Dutch artist, educator, philanthropist

Catharina Baart Biddle (December 8, 1912 - February 19, 2005) was an artist, educator, and philanthropist.

== Biography and career ==
Born in the Netherlands, Biddle immigrated to Long Island, New York at age 12, accompanied by her sister Mary Baart Snelling. After earning both her B.A. (1938) and M.A. (1940) in art from George Washington University (GWU) in Washington, D.C., Biddle turned down a job offer from her alma mater and left in 1945 for extensive travels through Western Europe and North Africa. She spent the next several years painting, studying at the Académie de la Grande Chaumière in Paris and meeting artists including Henri Matisse, Raoul Dufy, and Pablo Picasso.

After returning to Washington, D.C. in the early 1950s, Biddle began to work as an educator, teaching at public schools, the National Gallery of Art, and taking private students. After marrying Ralph W. Stephan in 1956, the couple moved to Libya in 1960, where Biddle continued to paint, teach, and exhibit her work. The Stephans returned to Washington, D.C. in the late 1960s where Biddle returned to teaching in the D.C. public school system, the couple eventually divorcing in 1967.
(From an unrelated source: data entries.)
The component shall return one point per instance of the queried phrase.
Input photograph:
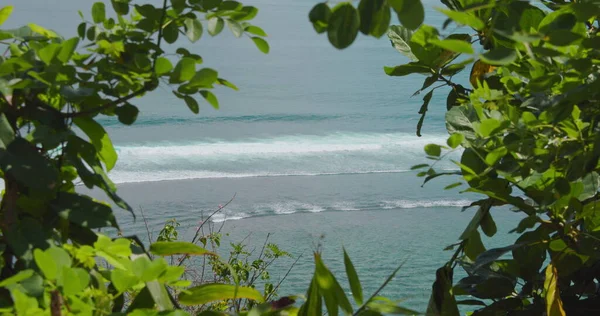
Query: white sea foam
(425, 203)
(298, 155)
(120, 177)
(284, 145)
(293, 207)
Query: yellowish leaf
(478, 72)
(554, 306)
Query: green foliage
(527, 128)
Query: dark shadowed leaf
(355, 285)
(400, 38)
(319, 16)
(210, 98)
(98, 12)
(100, 139)
(84, 211)
(499, 56)
(343, 25)
(374, 17)
(261, 44)
(127, 113)
(169, 248)
(412, 14)
(27, 166)
(207, 293)
(193, 29)
(192, 104)
(215, 26)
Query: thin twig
(262, 251)
(284, 277)
(390, 278)
(150, 239)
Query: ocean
(316, 147)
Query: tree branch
(107, 105)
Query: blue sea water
(317, 142)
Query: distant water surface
(317, 142)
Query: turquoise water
(316, 142)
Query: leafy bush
(527, 128)
(51, 92)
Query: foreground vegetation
(526, 125)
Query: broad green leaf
(171, 32)
(457, 46)
(331, 290)
(554, 305)
(120, 6)
(5, 12)
(464, 18)
(492, 255)
(42, 31)
(423, 111)
(495, 155)
(127, 113)
(205, 77)
(67, 49)
(479, 71)
(453, 185)
(353, 279)
(227, 84)
(6, 132)
(100, 139)
(73, 280)
(210, 98)
(163, 66)
(313, 304)
(591, 185)
(407, 69)
(412, 14)
(442, 301)
(60, 257)
(455, 140)
(343, 25)
(164, 248)
(563, 37)
(184, 70)
(433, 150)
(215, 25)
(319, 16)
(255, 30)
(400, 37)
(84, 211)
(420, 166)
(261, 44)
(178, 5)
(20, 276)
(98, 12)
(473, 245)
(207, 293)
(474, 223)
(160, 295)
(27, 166)
(499, 56)
(45, 263)
(246, 13)
(374, 17)
(192, 104)
(489, 126)
(235, 27)
(193, 29)
(48, 53)
(488, 226)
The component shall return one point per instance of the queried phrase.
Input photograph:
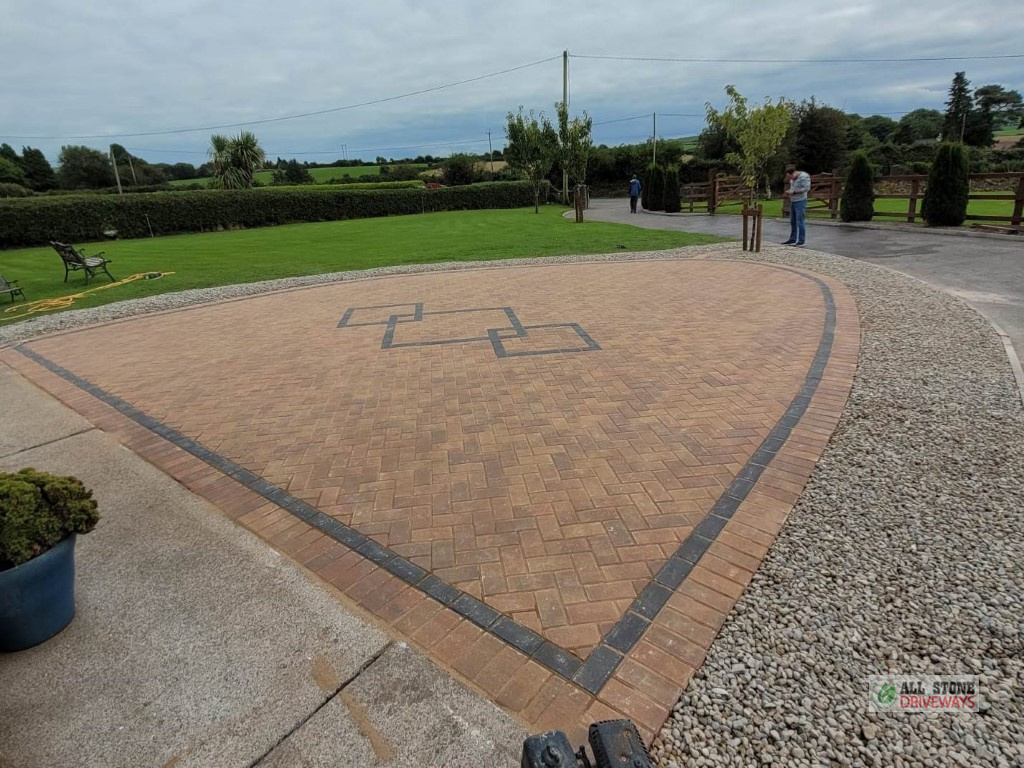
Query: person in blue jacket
(800, 184)
(634, 193)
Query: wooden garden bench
(75, 260)
(10, 287)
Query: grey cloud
(127, 67)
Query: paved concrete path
(554, 479)
(196, 644)
(986, 270)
In 1973, Biddle married Livingston Biddle, a writer and arts advocate. Catharina Biddle retired from teaching in 1974 in order to focus on her art and, in 1981, earned an M.F.A.in painting from American University (AU). Over the last few decades of her life, Biddle was featured in several solo and group exhibitions and worked, along with her husband, as an active proponent for women artists and art education. In 2002, Catharina helped endow the International Gallery at the National Museum of Women in the Arts as a tribute to her husband and their passion for the arts, and created a scholarship fund for undergraduate and graduate studio arts students at AU.

After suffering from Parkinson's disease, Biddle died from pneumonia in 2005.

== Artistic work and influences ==
Biddle's work is noted for its emphasis on light, shadow and color, and the influence of Dutch masters including Rembrandt and Van Gogh. Her work is currently part of the permanent collection at the National Museum of Women in the Arts.